This was something I thought about:
- If you have data from a coin with a very low probability of success, it is possible that the Wald confidence interval can contain negative numbers and be illogical? But if you do bootstrap, the ci should never be illogical, i.e. worse case scenario the lower bound will always be exactly 0:
I verified this in R:
set.seed(123)
p_true <- 0.001
n <- 1000
n_sims <- 100
n_boot <- 100
wald_negative <- 0
bootstrap_negative <- 0
for(i in 1:n_sims) {
x <- rbinom(n, 1, p_true)
successes <- sum(x)
p_hat <- successes / n
se <- sqrt(p_hat * (1 - p_hat) / n)
wald_lower <- p_hat - 1.96 * se
wald_upper <- p_hat + 1.96 * se
if(wald_lower < 0) {
wald_negative <- wald_negative + 1
}
boot_estimates <- numeric(n_boot)
for(j in 1:n_boot) {
boot_x <- sample(x, n, replace = TRUE)
boot_estimates[j] <- sum(boot_x) / n
}
boot_lower <- quantile(boot_estimates, 0.025,
names = FALSE)
boot_upper <- quantile(boot_estimates, 0.975,
names = FALSE)
if(boot_lower < 0) {
bootstrap_negative <- bootstrap_negative + 1
}
}
cat("Results from", n_sims, "simulations:\n")
cat("Wald CI negative:", wald_negative,
"times (", round(100 * wald_negative / n_sims, 1),
"%)\n")
cat("Bootstrap CI negative:", bootstrap_negative,
"times (", round(100 * bootstrap_negative / n_sims, 1),
"%)\n")
- If you have data from an exponential random variable with a rate parameter very close to being 0, it is possible that the Wald confidence interval can contain negative numbers and be illogical?
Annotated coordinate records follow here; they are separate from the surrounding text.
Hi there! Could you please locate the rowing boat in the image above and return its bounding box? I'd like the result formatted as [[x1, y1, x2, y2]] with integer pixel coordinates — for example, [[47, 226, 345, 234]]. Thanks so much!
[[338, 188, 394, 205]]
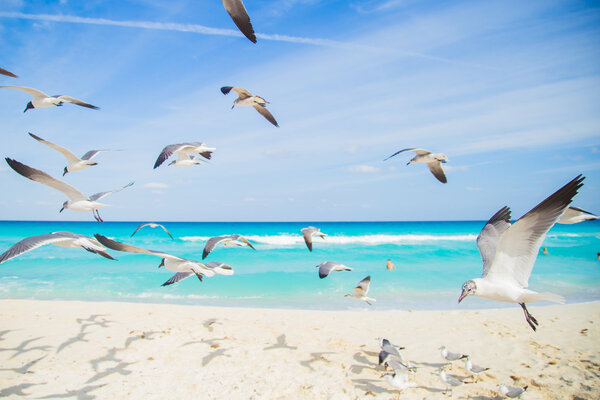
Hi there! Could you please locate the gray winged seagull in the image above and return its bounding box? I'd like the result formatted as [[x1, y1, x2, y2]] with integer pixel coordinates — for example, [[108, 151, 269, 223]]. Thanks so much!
[[5, 157, 133, 222], [300, 226, 327, 251], [221, 86, 279, 128], [154, 142, 216, 169], [29, 132, 110, 176], [94, 234, 233, 286], [202, 235, 256, 260], [317, 261, 352, 279], [223, 0, 256, 43], [556, 206, 600, 224], [0, 86, 100, 112], [0, 231, 114, 264], [383, 148, 448, 183], [458, 175, 585, 331], [131, 222, 175, 240]]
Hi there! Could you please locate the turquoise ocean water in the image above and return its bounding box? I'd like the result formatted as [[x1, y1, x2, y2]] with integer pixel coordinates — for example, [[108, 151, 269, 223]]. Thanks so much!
[[0, 221, 600, 310]]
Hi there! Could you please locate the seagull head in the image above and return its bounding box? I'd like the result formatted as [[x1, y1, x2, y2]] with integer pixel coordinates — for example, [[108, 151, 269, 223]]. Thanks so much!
[[458, 280, 477, 303]]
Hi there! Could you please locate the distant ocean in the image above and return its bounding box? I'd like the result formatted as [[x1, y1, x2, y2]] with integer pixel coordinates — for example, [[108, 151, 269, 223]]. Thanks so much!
[[0, 221, 600, 310]]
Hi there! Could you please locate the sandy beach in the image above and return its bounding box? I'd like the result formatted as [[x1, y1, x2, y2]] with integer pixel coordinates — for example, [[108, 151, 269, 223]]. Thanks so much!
[[0, 300, 600, 400]]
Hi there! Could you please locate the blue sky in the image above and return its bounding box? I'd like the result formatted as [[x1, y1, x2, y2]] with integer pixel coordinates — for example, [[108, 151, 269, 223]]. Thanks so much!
[[0, 0, 600, 221]]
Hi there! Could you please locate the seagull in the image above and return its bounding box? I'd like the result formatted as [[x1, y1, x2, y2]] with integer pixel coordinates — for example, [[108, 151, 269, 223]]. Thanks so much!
[[0, 68, 18, 78], [131, 222, 175, 240], [383, 148, 448, 183], [0, 86, 99, 112], [498, 383, 529, 399], [300, 226, 327, 251], [154, 142, 216, 169], [94, 234, 233, 286], [458, 175, 585, 331], [202, 235, 256, 260], [29, 132, 109, 176], [5, 157, 133, 222], [221, 86, 279, 128], [0, 231, 114, 264], [344, 276, 376, 306], [317, 261, 352, 279], [556, 206, 600, 224], [223, 0, 256, 43]]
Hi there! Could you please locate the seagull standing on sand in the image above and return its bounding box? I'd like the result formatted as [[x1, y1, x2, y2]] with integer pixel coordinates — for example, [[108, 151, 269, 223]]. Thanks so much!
[[221, 86, 279, 128], [383, 148, 448, 183], [458, 175, 585, 331], [223, 0, 256, 43], [0, 231, 114, 264], [300, 226, 327, 251], [5, 157, 133, 222], [0, 86, 99, 112], [29, 132, 109, 176]]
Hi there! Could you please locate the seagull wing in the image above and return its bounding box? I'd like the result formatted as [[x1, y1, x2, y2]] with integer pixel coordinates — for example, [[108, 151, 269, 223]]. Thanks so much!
[[6, 157, 89, 201], [223, 0, 256, 43], [477, 207, 510, 278], [487, 175, 585, 288], [90, 182, 135, 201]]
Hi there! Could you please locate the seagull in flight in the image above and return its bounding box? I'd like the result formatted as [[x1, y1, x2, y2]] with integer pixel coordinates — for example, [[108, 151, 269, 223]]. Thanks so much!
[[300, 226, 327, 251], [0, 86, 99, 112], [0, 231, 114, 264], [383, 148, 448, 183], [5, 157, 133, 222], [29, 132, 109, 176], [154, 142, 216, 169], [131, 222, 175, 240], [223, 0, 256, 43], [458, 175, 585, 331], [221, 86, 279, 128], [202, 235, 256, 260]]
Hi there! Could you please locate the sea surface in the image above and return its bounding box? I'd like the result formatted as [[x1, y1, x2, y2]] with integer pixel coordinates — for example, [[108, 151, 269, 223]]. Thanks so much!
[[0, 221, 600, 310]]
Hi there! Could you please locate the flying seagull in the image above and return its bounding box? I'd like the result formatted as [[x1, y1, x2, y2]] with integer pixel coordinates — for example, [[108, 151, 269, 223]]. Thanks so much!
[[0, 231, 114, 264], [5, 157, 133, 222], [223, 0, 256, 43], [221, 86, 279, 128], [0, 86, 99, 112], [131, 222, 175, 240], [94, 234, 233, 286], [154, 142, 216, 169], [458, 175, 585, 331], [300, 226, 327, 251], [0, 68, 18, 78], [202, 235, 256, 260], [29, 132, 109, 176], [317, 261, 352, 279], [556, 206, 600, 224], [344, 276, 376, 306], [383, 148, 448, 183]]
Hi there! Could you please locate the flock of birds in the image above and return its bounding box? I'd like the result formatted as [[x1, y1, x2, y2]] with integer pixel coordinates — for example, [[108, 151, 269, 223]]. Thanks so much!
[[0, 0, 598, 398]]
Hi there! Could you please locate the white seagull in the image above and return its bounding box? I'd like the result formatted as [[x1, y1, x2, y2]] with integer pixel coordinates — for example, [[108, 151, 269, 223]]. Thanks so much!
[[317, 261, 352, 279], [5, 157, 133, 222], [221, 86, 279, 128], [202, 235, 256, 260], [556, 206, 600, 224], [131, 222, 175, 240], [458, 175, 585, 331], [383, 148, 448, 183], [0, 231, 114, 264], [0, 86, 99, 112], [94, 234, 233, 286], [223, 0, 256, 43], [344, 276, 376, 306], [29, 132, 109, 176], [300, 226, 327, 251], [154, 142, 216, 168]]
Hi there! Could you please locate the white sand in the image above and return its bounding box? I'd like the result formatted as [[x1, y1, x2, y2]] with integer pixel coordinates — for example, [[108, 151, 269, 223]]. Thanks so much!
[[0, 300, 600, 400]]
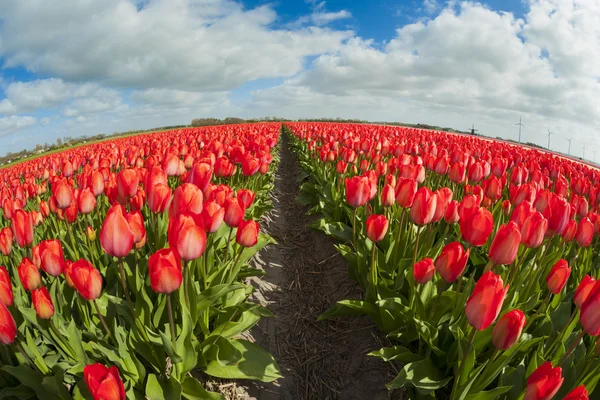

But if you do bootstrap, the ci should never be illogical. i.e. worse case scenario the lower bound will always be exactly 0
I also verified this in R:
set.seed(123)
lambda_true <- 0.001
n <- 100
n_sims <- 100
n_boot <- 100
wald_negative <- 0
bootstrap_negative <- 0
for(i in 1:n_sims) {
x <- rexp(n, rate = lambda_true)
lambda_hat <- 1 / mean(x)
se <- lambda_hat / sqrt(n)
wald_lower <- lambda_hat - 1.96 * se
wald_upper <- lambda_hat + 1.96 * se
if(wald_lower < 0) {
wald_negative <- wald_negative + 1
}
boot_estimates <- numeric(n_boot)
for(j in 1:n_boot) {
boot_x <- sample(x, n, replace = TRUE)
boot_estimates[j] <- 1 / mean(boot_x)
}
boot_lower <- quantile(boot_estimates, 0.025,
names = FALSE)
boot_upper <- quantile(boot_estimates, 0.975,
names = FALSE)
if(boot_lower < 0) {
bootstrap_negative <- bootstrap_negative + 1
}
}
cat("Results from", n_sims, "simulations:\n")
cat("True lambda:", lambda_true, "\n")
cat("Wald CI negative:", wald_negative,
"times (", round(100 * wald_negative / n_sims, 1),
"%)\n")
cat("Bootstrap CI negative:", bootstrap_negative,
"times (", round(100 * bootstrap_negative / n_sims, 1),
"%)\n")
If this is true, is the bootstrap CI always more advantageous than the Wald CI? Now with modern computers where simulation is not a problem, wont bootstrapping CI almost always be better (ie avoid illogical problem) if not same as Wald?